We were frazzled and ready to get to our hotel room.
“Sir, before you go! you may have noticed coming down the corridor, the
signs. There are many signs. Did you see the signs for Vidanta? Yes? Do
you know about Vidanta?”
“We already have a hotel.”
“Excellent! May I ask where are you staying?”
“An excellent choice, sir. How long are you in Puerto Vallarta?”
“Only today. Tomorrow we go to Sayulita for the week.”
“Ahh! Sayulita is wonderful! If you give me just a minute of your time I will get you free transportation to the Hilton.” To cut to the chase, Vidanta is a not-yet-finished resort. The whole presentation was about getting us to come to a one-hour tour of the Vidanta campus the following morning. The man promised to pick us up himself and take us to enjoy a free breakfast.
(We later learned that “one hour” is actually literally the whole day. Trina and I fell for this once when we were newlyweds around 1992. They promised us a voucher for a luxury hotel if we come listen to a 45-minute presentation. We were dirt poor and naïve, and a free vacation was enticing. But you know how it goes: they trap you in a room for hours and pressure you to buy a vacation time-share package or something. It was horrible. We never fell for that again. I assumed that only American businesses could be so scammy. I wasn’t expecting it in Mexico.)
To get us to sign up for a tour, the freebies started adding up. By the end, he had offered us:
A free taxi to the Hilton
Personal escort to Vidanta the following morning
Free breakfast before the tour
Personal escort to Sayulita after the tour was over (approximately a one-hour drive)
A full BOTTLE OF TEQUILA
1000 pesos CASH! (approximately $50 US)
He asked my name and wrote it on a registration form, thanking me on behalf of his poor children because he worked on commission.
“Sir, we only want you to see Vidanta so you can tell your friends who may come to Mexico. To help get the word out with advertising, because Vidanta is new and not well known. Nothing else.”
“But they want us to buy a vacation, right?”
“There is no obligation to purchase.”
“Yeah, but will we be pressured to buy a vacation, right?”
He pointed to the registration form that said, “NO OBLIGATION”
“I get it. We’ve done this before. They’re gonna twist our arms to sign up.”
“Sir there is no obligation.”
That’s when Trina said, “Nope. We’re gonna pass.” And I said “You heard the lady! We’re gonna pass.” “But sir! Wait, think about my children! What if I will give you ONE-THOUSAND PESOS!” And that is when we walked away.
Suddenly the gauntlet of thirty other salesmen lining the corridor erupted into shouts— “SIR! PLEASE, ONE MOMENT! SIR! SIR! SIR!” They stepped toward us urgently, as you would for someone whose clothes were on fire, their faces shocked as if we had insulted the whole nation of Mexico.

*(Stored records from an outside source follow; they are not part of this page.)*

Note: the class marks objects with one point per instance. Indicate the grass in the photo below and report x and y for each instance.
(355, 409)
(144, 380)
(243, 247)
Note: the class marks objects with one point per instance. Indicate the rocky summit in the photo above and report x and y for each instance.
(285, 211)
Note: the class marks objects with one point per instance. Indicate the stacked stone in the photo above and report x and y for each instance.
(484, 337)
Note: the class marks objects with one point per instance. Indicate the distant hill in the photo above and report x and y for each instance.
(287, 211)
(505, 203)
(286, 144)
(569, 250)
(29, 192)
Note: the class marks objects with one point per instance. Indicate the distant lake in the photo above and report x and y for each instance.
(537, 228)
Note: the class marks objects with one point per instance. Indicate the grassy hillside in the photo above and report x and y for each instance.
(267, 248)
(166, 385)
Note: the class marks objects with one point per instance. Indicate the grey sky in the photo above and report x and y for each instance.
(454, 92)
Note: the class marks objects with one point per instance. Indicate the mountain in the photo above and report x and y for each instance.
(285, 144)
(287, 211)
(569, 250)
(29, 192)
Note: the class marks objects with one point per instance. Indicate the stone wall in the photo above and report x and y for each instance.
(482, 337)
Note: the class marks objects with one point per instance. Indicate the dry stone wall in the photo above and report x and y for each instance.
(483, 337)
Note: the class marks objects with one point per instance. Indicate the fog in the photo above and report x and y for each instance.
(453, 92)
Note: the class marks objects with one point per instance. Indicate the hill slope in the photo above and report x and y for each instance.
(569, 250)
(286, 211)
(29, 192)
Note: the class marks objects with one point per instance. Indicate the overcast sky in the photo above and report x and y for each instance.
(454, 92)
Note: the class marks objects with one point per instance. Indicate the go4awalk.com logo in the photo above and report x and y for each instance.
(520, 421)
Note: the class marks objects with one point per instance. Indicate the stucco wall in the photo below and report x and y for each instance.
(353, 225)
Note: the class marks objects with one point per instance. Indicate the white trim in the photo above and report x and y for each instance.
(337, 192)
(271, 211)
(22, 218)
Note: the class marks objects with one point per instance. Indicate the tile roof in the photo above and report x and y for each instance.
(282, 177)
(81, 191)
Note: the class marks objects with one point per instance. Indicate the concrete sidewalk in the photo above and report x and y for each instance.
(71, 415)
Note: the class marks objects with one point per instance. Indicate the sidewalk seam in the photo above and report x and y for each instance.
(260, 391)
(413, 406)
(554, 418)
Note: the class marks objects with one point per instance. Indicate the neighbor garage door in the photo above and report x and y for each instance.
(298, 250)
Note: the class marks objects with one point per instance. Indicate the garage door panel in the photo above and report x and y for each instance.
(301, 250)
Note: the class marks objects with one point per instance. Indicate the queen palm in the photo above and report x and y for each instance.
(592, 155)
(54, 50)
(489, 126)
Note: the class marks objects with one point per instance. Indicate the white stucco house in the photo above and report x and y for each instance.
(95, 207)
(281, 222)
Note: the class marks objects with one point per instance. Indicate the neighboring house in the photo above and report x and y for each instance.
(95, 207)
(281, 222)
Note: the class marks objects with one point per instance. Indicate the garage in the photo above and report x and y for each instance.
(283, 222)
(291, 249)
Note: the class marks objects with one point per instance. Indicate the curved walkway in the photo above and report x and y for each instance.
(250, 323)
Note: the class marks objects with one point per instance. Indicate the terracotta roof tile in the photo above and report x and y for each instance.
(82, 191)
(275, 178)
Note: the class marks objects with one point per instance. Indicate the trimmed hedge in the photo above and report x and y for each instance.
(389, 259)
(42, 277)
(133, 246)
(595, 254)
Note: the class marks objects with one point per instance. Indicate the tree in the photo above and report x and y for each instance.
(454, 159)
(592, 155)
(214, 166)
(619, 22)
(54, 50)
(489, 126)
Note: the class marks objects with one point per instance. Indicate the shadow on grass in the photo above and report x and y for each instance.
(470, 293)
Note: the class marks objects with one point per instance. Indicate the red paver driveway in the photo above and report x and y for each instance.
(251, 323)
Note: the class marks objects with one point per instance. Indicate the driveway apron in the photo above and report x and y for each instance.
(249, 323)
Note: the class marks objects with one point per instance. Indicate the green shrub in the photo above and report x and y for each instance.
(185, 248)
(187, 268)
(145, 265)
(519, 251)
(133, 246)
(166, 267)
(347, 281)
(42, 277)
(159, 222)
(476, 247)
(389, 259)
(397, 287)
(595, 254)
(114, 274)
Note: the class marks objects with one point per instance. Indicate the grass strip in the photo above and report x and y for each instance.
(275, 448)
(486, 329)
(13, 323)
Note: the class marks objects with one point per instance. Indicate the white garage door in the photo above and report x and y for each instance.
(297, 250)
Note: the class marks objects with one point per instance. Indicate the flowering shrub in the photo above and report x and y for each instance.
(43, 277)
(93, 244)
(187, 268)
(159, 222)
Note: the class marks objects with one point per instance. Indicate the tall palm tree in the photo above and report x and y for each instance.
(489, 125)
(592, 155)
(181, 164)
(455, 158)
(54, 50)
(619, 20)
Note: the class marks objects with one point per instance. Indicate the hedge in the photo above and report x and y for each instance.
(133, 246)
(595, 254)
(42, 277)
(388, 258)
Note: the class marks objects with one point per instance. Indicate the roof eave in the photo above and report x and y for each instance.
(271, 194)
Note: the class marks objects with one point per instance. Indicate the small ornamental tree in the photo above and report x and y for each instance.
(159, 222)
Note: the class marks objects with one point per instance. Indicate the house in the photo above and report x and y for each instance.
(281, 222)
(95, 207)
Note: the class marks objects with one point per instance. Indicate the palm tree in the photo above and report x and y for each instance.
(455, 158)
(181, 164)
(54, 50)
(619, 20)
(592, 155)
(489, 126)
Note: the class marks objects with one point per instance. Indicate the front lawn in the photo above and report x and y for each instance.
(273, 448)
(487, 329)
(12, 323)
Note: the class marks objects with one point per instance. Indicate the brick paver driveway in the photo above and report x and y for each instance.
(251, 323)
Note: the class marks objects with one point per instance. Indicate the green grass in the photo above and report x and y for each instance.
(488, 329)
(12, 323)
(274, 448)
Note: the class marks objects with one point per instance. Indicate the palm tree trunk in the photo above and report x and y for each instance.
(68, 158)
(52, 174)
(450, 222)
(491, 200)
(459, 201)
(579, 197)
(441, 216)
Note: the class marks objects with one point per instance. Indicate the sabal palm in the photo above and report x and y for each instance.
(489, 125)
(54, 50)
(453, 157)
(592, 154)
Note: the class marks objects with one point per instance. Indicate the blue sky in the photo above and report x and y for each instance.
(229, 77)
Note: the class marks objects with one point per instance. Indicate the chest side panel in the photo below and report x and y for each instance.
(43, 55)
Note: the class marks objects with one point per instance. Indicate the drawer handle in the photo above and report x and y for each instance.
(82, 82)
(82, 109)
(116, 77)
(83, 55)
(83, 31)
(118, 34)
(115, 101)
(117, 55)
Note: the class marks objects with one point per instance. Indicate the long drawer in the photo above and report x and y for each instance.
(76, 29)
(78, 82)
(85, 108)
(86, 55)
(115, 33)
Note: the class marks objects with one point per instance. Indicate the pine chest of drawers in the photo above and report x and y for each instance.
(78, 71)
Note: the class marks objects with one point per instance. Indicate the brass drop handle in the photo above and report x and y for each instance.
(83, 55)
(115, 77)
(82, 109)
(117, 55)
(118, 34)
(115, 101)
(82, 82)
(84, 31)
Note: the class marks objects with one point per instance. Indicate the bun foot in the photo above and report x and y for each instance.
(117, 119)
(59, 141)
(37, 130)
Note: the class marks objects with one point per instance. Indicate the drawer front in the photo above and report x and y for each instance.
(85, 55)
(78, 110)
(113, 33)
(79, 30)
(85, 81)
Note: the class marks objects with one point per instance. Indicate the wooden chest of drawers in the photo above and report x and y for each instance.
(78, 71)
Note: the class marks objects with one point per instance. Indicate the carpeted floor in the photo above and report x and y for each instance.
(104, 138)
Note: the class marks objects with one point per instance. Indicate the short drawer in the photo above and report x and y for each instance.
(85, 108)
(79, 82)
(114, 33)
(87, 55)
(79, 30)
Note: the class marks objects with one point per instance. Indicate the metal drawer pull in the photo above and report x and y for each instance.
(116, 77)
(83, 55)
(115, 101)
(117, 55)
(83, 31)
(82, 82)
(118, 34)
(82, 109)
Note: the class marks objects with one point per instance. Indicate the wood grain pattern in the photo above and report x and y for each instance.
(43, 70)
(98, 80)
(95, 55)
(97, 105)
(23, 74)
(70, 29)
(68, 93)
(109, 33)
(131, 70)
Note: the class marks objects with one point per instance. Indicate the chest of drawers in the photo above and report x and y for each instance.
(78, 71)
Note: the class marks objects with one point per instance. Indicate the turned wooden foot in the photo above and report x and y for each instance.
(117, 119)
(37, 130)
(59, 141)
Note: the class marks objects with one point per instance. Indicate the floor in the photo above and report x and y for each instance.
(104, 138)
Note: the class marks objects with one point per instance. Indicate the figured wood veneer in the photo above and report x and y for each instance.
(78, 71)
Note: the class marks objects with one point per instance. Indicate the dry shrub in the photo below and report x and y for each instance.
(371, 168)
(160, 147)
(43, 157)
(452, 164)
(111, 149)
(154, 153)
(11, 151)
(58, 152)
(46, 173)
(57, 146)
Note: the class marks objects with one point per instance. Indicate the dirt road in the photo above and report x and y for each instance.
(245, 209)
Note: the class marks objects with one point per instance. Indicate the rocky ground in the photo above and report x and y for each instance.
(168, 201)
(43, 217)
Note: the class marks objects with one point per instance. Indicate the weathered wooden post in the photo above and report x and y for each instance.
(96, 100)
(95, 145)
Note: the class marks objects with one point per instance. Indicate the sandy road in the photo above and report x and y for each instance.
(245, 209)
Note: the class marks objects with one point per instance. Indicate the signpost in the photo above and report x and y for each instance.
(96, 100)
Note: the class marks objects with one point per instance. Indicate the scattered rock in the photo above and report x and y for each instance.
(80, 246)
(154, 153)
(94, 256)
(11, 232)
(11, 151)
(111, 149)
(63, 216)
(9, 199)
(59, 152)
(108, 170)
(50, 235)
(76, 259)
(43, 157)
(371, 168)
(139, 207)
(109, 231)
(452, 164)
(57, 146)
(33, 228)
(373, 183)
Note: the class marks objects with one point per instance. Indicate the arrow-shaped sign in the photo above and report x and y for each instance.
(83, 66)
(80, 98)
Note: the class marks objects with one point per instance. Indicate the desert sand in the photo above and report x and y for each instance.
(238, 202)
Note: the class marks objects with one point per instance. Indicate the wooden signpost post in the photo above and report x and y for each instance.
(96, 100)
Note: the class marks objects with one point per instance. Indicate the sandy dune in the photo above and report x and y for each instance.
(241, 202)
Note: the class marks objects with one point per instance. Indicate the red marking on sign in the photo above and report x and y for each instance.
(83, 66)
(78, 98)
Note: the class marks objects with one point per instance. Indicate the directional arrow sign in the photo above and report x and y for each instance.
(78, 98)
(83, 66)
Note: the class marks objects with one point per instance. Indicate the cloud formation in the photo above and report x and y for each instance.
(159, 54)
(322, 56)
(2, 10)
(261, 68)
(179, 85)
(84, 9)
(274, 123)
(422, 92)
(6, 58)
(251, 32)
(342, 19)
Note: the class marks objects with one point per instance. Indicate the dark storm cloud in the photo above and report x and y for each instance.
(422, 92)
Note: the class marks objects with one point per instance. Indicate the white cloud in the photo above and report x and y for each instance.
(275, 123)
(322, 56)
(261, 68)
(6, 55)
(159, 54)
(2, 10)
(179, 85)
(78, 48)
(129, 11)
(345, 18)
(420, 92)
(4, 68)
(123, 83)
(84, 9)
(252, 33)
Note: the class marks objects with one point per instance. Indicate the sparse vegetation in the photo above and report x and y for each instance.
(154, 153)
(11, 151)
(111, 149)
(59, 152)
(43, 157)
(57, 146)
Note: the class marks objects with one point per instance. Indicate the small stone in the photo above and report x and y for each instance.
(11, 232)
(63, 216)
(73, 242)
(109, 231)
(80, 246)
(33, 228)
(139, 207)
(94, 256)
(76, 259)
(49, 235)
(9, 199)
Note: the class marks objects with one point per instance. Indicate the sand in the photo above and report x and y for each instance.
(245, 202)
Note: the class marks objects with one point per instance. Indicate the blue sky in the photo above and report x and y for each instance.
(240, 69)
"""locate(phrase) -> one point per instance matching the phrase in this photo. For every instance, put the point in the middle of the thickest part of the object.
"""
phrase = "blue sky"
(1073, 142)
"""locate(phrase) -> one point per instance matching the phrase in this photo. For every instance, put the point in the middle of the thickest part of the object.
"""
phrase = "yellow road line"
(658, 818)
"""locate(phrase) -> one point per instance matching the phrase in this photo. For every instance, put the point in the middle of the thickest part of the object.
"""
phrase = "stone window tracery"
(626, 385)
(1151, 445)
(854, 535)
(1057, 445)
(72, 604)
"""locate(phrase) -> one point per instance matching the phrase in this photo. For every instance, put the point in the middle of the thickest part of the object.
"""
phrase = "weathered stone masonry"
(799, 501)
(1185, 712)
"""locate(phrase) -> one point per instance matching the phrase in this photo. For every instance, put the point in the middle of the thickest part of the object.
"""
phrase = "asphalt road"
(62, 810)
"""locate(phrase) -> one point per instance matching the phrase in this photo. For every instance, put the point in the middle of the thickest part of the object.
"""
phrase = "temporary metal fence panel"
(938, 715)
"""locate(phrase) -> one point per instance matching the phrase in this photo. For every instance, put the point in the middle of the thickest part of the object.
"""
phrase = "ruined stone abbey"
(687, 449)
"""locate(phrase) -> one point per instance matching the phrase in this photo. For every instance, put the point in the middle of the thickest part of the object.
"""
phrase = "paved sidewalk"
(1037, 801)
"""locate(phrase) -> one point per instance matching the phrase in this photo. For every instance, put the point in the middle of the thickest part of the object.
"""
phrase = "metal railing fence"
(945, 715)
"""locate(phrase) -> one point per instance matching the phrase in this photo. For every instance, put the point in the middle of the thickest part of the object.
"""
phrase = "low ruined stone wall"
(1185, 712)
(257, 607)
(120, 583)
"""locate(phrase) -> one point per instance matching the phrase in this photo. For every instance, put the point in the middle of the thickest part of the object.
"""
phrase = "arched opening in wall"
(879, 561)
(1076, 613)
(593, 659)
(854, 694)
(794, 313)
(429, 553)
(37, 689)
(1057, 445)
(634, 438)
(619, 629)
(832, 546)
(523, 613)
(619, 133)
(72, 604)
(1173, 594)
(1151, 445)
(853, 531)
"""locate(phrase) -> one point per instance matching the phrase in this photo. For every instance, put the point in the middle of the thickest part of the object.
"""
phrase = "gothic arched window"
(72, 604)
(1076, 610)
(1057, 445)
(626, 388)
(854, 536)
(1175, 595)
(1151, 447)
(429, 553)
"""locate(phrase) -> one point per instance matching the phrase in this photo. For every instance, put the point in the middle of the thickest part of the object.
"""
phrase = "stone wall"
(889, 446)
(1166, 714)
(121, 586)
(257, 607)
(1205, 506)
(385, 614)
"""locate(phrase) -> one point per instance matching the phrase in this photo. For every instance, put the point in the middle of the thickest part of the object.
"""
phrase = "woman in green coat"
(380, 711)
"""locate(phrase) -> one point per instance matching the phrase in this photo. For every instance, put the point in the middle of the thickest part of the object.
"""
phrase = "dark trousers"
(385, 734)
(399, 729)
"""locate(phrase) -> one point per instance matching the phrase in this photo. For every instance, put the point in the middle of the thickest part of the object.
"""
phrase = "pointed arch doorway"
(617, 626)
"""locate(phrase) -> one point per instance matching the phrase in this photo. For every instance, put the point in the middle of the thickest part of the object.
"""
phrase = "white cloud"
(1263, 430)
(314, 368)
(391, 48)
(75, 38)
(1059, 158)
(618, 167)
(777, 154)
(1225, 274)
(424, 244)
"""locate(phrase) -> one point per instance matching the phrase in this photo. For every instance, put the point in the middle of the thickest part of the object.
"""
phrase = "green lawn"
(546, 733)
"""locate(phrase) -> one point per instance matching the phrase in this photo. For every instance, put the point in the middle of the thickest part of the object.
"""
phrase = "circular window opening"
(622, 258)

For a moment, we sensed we could be in serious physical danger from the brigade of salesmen charging at us and pleading with us. Trundling our luggage behind, Trina and I huddled together and pressed into the fray like sailors into a hurricane. Adrenaline surged. We avoided eye contact. Perhaps the tequila steeled our nerves. But they didn’t follow us down the corridor. Thank God, we were safe.
Physically trembling, hearts racing, and looking at each other in sheer astonishment, we approached the airport exit.
But we were blocked by a line of people, like a game of Red Rover, urgently asking if they could hail us a taxi.